Жил-был пискарь. И отец и мать у него были умные; помаленьку да полегоньку аридовы
веки в реке прожили и ни в уху, ни к щуке в хайло не попали. И сыну то же заказали.
«Смотри, сынок, – говорил старый пискарь, умирая, – коли хочешь жизнью жуировать,
так гляди в оба!»
А у молодого пискаря ума палата была. Начал он этим умом раскидывать и видит: куда
ни обернется – везде ему мат. Кругом, в воде, всё большие рыбы плавают, а он всех
меньше; всякая рыба его заглотать может, а он никого заглотать не может. Да и не
понимает: зачем глотать? Рак может его клешней пополам перерезать, водяная блоха
– в хребет впиться и до смерти замучить. Даже свой брат пискарь – и тот, как увидит,
что он комара изловил, целым стадом так и бросятся отнимать. Отнимут и начнут друг
с дружкой драться, только комара задаром растреплют.
А человек? – что это за ехидное создание такое! каких каверз он ни выдумал, чтоб
его, пискаря, напрасною смертью погублять! И невода, и сети, и верши, и норота, и,
наконец… уду! Кажется, что может быть глупее уды? – Нитка, на нитке крючок, на крючке
– червяк или муха надеты… Да и надеты-то как?… в самом, можно сказать, неестественном
положении!

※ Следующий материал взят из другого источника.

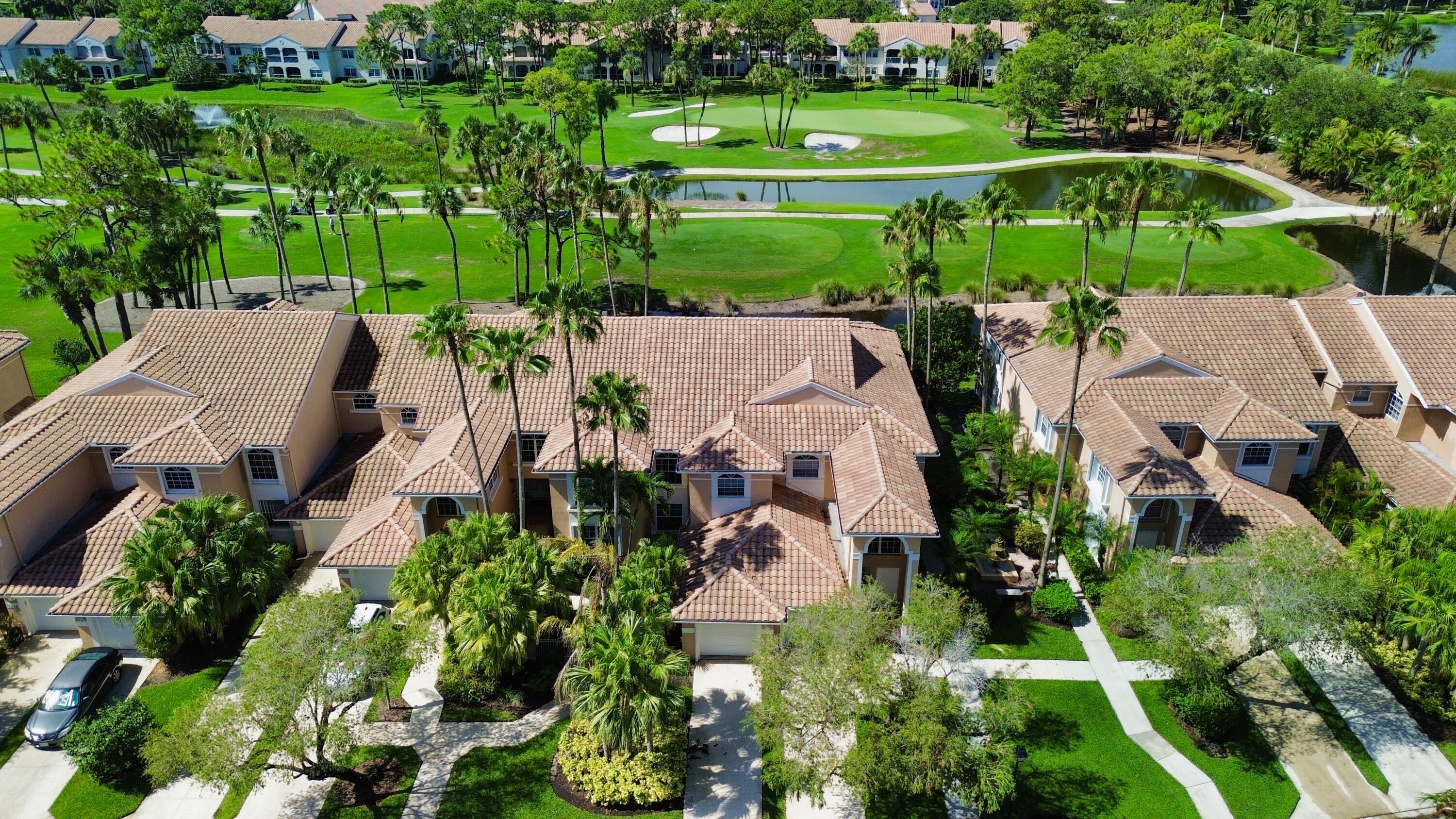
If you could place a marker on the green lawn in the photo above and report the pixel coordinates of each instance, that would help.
(388, 808)
(1018, 637)
(513, 783)
(1251, 779)
(1337, 725)
(83, 798)
(1081, 763)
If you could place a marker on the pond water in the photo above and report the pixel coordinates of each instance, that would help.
(1362, 251)
(1039, 185)
(1440, 60)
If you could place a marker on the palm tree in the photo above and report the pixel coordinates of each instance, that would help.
(615, 401)
(622, 683)
(509, 353)
(567, 309)
(1143, 183)
(644, 197)
(447, 331)
(252, 133)
(434, 127)
(996, 204)
(445, 201)
(1081, 321)
(1091, 201)
(364, 190)
(1200, 223)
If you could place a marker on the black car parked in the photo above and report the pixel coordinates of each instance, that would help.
(73, 694)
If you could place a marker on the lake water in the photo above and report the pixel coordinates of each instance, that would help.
(1039, 185)
(1362, 251)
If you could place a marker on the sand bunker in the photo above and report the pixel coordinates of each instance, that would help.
(830, 142)
(675, 133)
(695, 107)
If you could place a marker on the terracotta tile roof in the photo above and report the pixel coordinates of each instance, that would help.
(878, 487)
(1420, 331)
(379, 535)
(730, 445)
(11, 340)
(758, 563)
(89, 549)
(1346, 341)
(1413, 476)
(367, 470)
(309, 34)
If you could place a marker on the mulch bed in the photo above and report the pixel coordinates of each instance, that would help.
(577, 799)
(385, 774)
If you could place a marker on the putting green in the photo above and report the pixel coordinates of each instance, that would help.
(854, 121)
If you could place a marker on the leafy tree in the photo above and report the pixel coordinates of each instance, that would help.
(193, 569)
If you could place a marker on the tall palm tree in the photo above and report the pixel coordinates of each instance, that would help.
(615, 401)
(252, 133)
(434, 127)
(1081, 321)
(1199, 222)
(509, 353)
(1143, 183)
(644, 197)
(567, 309)
(364, 191)
(445, 330)
(996, 204)
(1091, 201)
(445, 201)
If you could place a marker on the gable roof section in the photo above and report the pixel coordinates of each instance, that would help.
(759, 563)
(880, 487)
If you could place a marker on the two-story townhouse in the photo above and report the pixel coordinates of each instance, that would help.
(1392, 385)
(1193, 434)
(194, 404)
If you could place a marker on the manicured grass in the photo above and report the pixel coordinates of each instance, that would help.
(1251, 779)
(83, 798)
(1337, 725)
(513, 783)
(1081, 763)
(392, 805)
(1018, 637)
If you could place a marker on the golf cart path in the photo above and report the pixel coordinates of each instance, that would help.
(1404, 754)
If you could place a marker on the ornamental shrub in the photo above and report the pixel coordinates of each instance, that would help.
(1055, 601)
(108, 745)
(641, 779)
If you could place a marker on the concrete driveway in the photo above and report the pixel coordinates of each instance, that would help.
(724, 763)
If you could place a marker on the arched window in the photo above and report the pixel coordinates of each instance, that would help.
(886, 547)
(806, 467)
(731, 485)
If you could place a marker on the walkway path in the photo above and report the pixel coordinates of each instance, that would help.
(1109, 672)
(1404, 754)
(1330, 785)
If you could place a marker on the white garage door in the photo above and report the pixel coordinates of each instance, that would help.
(726, 640)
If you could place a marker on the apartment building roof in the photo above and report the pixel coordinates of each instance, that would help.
(758, 563)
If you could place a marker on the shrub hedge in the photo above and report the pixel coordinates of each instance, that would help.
(641, 779)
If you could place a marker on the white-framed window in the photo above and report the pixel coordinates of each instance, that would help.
(806, 467)
(1257, 455)
(1395, 405)
(664, 464)
(886, 547)
(731, 485)
(178, 480)
(113, 454)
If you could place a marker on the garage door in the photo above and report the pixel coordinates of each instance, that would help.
(726, 640)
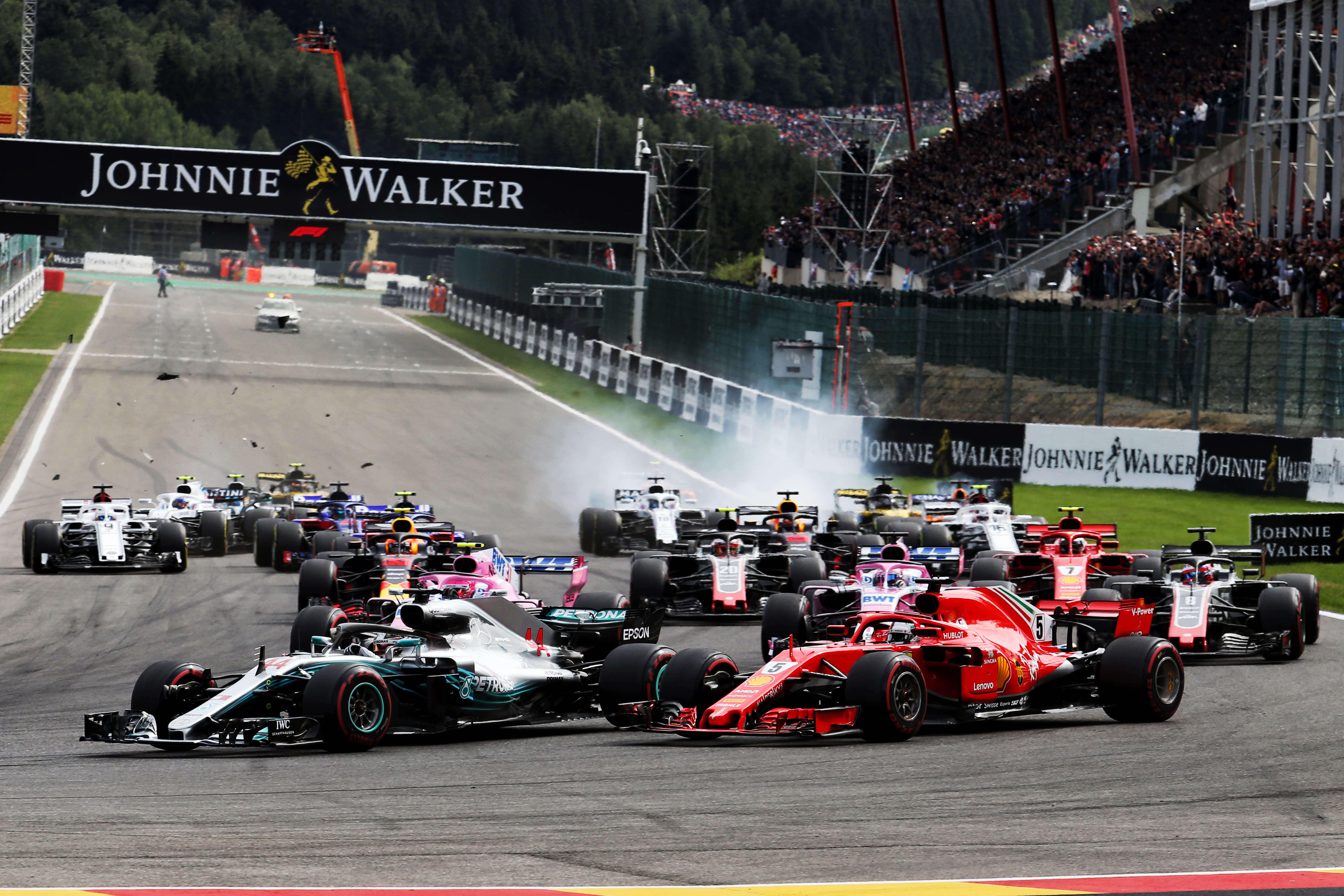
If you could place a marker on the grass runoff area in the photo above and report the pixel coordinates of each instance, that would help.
(1147, 518)
(56, 319)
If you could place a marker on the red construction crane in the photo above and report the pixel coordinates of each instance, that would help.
(322, 42)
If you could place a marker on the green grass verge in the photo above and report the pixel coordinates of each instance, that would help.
(19, 375)
(709, 452)
(53, 321)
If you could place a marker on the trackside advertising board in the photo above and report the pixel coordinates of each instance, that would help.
(311, 182)
(1300, 536)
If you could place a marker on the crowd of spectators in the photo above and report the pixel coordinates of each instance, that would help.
(1225, 264)
(1186, 72)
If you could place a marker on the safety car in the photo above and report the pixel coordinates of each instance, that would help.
(104, 534)
(439, 666)
(960, 656)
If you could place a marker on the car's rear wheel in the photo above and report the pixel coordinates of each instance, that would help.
(214, 528)
(264, 541)
(786, 616)
(890, 694)
(314, 622)
(1140, 679)
(318, 584)
(290, 541)
(171, 538)
(631, 675)
(151, 695)
(1281, 610)
(46, 545)
(607, 534)
(1311, 593)
(29, 526)
(648, 581)
(353, 706)
(697, 678)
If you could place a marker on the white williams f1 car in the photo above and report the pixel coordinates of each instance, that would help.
(103, 534)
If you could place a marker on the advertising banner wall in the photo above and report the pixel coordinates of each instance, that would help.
(1131, 459)
(1300, 536)
(1253, 464)
(941, 449)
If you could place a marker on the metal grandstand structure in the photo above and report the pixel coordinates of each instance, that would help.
(850, 199)
(683, 212)
(1295, 136)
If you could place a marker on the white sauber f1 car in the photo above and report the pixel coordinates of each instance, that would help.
(104, 534)
(451, 664)
(279, 315)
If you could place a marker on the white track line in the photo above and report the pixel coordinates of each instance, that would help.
(529, 387)
(36, 444)
(320, 367)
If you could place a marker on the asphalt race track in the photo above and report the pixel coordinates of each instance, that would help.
(1247, 776)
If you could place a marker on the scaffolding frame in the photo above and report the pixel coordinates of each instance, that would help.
(854, 138)
(1295, 135)
(679, 250)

А между тем именно на уду всего больше пискарь и ловится!
Отец-старик не раз его насчет уды предостерегал. «Пуще всего берегись уды! – говорил
он. – Потому что хоть и глупейший это снаряд, да ведь с нами, пискарями, что глупее,
то вернее. Бросят нам муху, словно нас же приголубить хотят; ты в нее вцепишься –
ан в мухе-то смерть!»
Рассказывал также старик, как однажды он чуть-чуть в уху не угодил. Ловили их в ту
пору целою артелью, во всю ширину реки невод растянули, да так версты с две по дну
волоком и волокли. Страсть, сколько рыбы тогда попалось! И щуки, и окуни, и головли,
и плотва, и гольцы, – даже лещей-лежебоков из тины со дна поднимали! А пискарям так
и счет потеряли. И каких страхов он, старый пискарь, натерпелся, покуда его по реке
волокли, – это ни в сказке сказать, ни пером описать. Чувствует, что его везут, а
куда – не знает. Видит, что у него с одного боку – щука, с другого – окунь; думает:
вот-вот сейчас или та, или другой его съедят, а они – не трогают… «В ту пору не до
еды, брат, было!» У всех одно на уме: смерть пришла! а как и почему она пришла –
никто не понимает. Наконец стали крылья у невода сводить, выволокли его на берег
и начали рыбу из мотни в траву валить. Тут-то он и узнал, что такое уха. Трепещется
на песке что-то красное; серые облака от него вверх бегут; а жарко таково, что он
сразу разомлел. И без того без воды тошно, а тут еще поддают… Слышит – «костер»,
говорят. А на «костре» на этом черное что-то положено, и в нем вода, точно в озере,
во время бури, ходуном ходит. Это – «котел», говорят. А под конец стали говорить:
вали в «котел» рыбу – будет «уха»! И начали туда нашего брата валить. Шваркнет рыбак
рыбину – та сначала окунется, потом, как полоумная, выскочит, потом опять окунется
– и присмиреет. «Ухи», значит, отведала. Валили-валили сначала без разбора, а потом
один старичок глянул на него и говорит: «Какой от него, от малыша, прок для ухи!
пущай в реке порастет!» Взял его под жабры, да и пустил в вольную воду. А он, не
будь глуп, во все лопатки – домой! Прибежал, а пискариха его из норы ни жива ни мертва
выглядывает…
И что же! сколько ни толковал старик в ту пору, что такое уха и в чем она заключается,
однако и поднесь в реке редко кто здравые понятия об ухе имеет!
Но он, пискарь-сын, отлично запомнил поучения пискаря-отца, да и на ус себе намотал.
Был он пискарь просвещенный, умеренно-либеральный, и очень твердо понимал, что жизнь
прожить – не то, что мутовку облизать. «Надо так прожить, чтоб никто не заметил,
– сказал он себе, – а не то как раз пропадешь!» – и стал устраиваться.